Le mandat qui fut confié aux citoyens de la convention était volontairement flou et pour le moins peu contraignant pour leurs commanditaires. Le résultat des travaux des citoyens est bien plus clair que le cadre qui leur était donné, ce qui n’empêche pas d’autres acteurs politiques d’exprimer aujourd’hui du mépris à l’égard de cette expérience.
En prenant connaissance de ces positions, nous avons à l’esprit la dernière séance au CESE, au cours de laquelle six citoyens ont lu le manifeste : « Nos travaux achevés sont désormais les vôtres. Ils sont le fruit d’une délibération collective dont nous portons les conclusions au débat public. (…) Concitoyennes, concitoyens, emparez-vous de cette question qui est un enjeu de société majeur. » L’ensemble de l’assistance se lève et nous ne savons si elle applaudit longuement les orateurs ou si elle célèbre ce que laisse entrevoir ce rituel émouvant : l’expression – par-delà des différences d’opinion et d’ancrages familiaux, sociaux, professionnels, d’appartenance à des cultures locales – d’un même engagement au profit du bien commun, exaltant ainsi les vertus d’une légitimité inscrite dans l’histoire française : celle de la délibération populaire.
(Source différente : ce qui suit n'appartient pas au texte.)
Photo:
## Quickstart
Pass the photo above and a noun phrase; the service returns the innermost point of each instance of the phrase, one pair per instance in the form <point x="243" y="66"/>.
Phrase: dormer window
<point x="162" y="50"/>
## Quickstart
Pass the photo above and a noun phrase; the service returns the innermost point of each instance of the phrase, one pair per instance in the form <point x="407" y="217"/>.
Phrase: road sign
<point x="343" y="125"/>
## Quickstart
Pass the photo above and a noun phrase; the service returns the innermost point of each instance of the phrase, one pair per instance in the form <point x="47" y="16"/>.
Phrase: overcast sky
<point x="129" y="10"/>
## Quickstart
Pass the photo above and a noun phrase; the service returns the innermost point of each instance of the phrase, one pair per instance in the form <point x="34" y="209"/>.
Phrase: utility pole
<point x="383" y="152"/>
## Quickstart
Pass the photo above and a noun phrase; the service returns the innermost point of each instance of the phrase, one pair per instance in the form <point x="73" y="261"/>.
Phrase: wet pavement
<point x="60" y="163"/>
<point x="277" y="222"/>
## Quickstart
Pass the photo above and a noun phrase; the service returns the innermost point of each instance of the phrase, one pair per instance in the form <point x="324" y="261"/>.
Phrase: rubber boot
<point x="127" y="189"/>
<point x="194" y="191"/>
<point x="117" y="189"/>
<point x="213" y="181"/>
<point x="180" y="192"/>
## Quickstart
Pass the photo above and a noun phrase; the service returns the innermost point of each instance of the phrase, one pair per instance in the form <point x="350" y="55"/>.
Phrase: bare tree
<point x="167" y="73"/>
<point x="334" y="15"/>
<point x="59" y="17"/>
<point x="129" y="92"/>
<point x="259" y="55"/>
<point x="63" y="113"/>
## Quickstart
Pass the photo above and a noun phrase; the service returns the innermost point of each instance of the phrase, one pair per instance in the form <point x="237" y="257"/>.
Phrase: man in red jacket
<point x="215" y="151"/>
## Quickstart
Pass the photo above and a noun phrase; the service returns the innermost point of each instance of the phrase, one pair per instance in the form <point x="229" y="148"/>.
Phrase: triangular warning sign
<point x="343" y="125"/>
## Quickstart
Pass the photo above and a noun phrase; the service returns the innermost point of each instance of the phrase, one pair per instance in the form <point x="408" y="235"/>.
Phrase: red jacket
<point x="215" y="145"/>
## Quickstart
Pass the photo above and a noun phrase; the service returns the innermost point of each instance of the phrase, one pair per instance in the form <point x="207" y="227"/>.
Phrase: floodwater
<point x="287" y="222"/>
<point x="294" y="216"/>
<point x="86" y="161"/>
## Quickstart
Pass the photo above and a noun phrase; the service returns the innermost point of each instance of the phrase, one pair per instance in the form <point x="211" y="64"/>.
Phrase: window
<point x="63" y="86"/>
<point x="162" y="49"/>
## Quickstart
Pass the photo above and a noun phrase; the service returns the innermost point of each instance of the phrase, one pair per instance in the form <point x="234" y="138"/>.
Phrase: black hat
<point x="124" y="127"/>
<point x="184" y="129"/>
Un débat démocratique plus inclusif
Dans un contexte de malaise démocratique, sur un sujet où, plus encore que sur d’autres, les élites consacrées, médecins, juristes, experts, locuteurs officiels de l’éthique ou encore de la morale religieuse, philosophes… s’arrogent le monopole de la formulation de ce qui est socialement désirable, les membres de la convention citoyenne sur la fin de vie ont démontré que le débat démocratique pouvait être bien plus inclusif. Il faut, selon eux, non seulement améliorer l’accompagnement de la fin de vie, mais encore ouvrir la possibilité d’un accès à l’aide active à mourir pour respecter la liberté de choix de chacun.
« En nous donnant de la considération, on nous a permis d’obtenir des résultats que je croyais impossibles », a dit l’une des citoyennes lors de cette dernière session. Les chercheurs en sciences sociales que nous sommes s’attristent de ce que cette affirmation dévoile de l’absence de considération que ressentent nos concitoyens. Puisse-t-elle nous faire comprendre tout ce dont nous nous privons en n’associant qu’à de décevants rendez-vous électoraux des citoyens pourtant disponibles et enthousiastes pour concourir aux affaires de la cité et à la fabrication de la loi.
Jacques Commaille est sociologue, professeur émérite à l’Ecole normale supérieure Paris-Saclay, auteur notamment d’A quoi nous sert le droit ? (Gallimard, 2015) ; Stéphanie Lacour est juriste, directrice de recherche au Centre national de la recherche scientifique, autrice de plusieurs ouvrages sur la régulation des nanotechnologies et du numérique. Tous deux font partie de l’Institut des sciences sociales du politique.